Two pipelines stacked for comparison, showing where the LLM generation lands. The top row, HyDE, labeled compute on demand, pay per query, is a single red-bordered every-query strip: query, then a yellow LLM generate fake answer step, then embed, search, and docs. The LLM call sits on the hot query path. The bottom row, Reverse HyDE, labeled precompute, pay per document once, splits in two: a yellow once-at-index-time block of chunk, LLM generate questions, index, and a separate green every-query-no-LLM block of just query, embed, search. A footer reads: volatile corpus leans HyDE because nothing goes stale, stable corpus with heavy traffic leans Reverse HyDE because you amortize one generation across many searches.

My PoC

The diagrams above are drawn by hand. To check that the effect is real and not just a nice story, I did a small PoC using a free embeddings model (all-MiniLM-L6-v2 via transformers.js).

Search the raw query against the corpus and the right page lands at rank 6, buried under documents that merely share surface words like "rotation policy" and "token expired" but do not answer the question.

Horizontal bar chart titled Baseline: raw query vs corpus, ranking twelve documents by cosine similarity to the query. The top five are lexical look-alikes: expiry-policy at 0.763, rotation-reminder at 0.710, token-expired-error at 0.663, security-advice at 0.518, and create-key at 0.501. The regeneration-page, the answer we actually wanted, is highlighted in green at rank 6 with a score of 0.489, below all of them.

The asymmetry is easy to see. Compare the query against its own answer and against other questions about API keys, and 4 of 5 of those questions sit closer to the query than the answer does, even though none of them is the answer. That's obviously expected.

Horizontal bar chart titled Asymmetry: query vs its answer vs same-topic questions. Four questions outrank the answer: how do I revoke an API key I no longer use at 0.695, what should I do if my API key is leaked at 0.593, how do I create a new API key at 0.586, and where do I find my API key in the dashboard at 0.489. The regeneration-page, its own answer, is highlighted in green tied at 0.489, with one more question, can I have more than one API key per project, just below at 0.456.

Switch to HyDE, embedding a fake answer instead of the query, and the right page climbs from rank 6 to rank 3. It does not reach the top, two documents that genuinely discuss key rotation and expiry still rank above it. The fake answer clears out some generic noise, but it in this case it cannot beat documents that really are about the same thing.

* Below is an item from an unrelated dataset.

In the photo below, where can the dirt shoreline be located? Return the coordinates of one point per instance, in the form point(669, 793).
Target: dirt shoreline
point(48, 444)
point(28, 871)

Horizontal bar chart titled HyDE: hypothetical answer vs corpus. rotation-reminder leads at 0.704 and expiry-policy follows at 0.656. The regeneration-page, the answer we wanted, is highlighted in green at rank 3 with 0.626, well above the rest of the field which trails off from security-advice at 0.549 down to webhooks at 0.178.

Reverse HyDE takes it to rank 1 outright. The user's almost-exact phrasing was generated and indexed ahead of time, so the query matches question-to-question.

Horizontal bar chart titled Reverse HyDE: raw query vs precomputed questions. The regeneration-page, the answer we wanted, is highlighted in green at rank 1 with a commanding 0.865, far ahead of expiry-policy at 0.727 and create-key at 0.586, with auth-401, sso, billing-faq, and rate-limits trailing well below.

This is ofcourse not a benchmark, my PoC had a corpus that is tiny and the numbers can be noisy, but it demonstrates that they technique works and is valid tool in the toolbox of everyone trying to optimize a RAG system.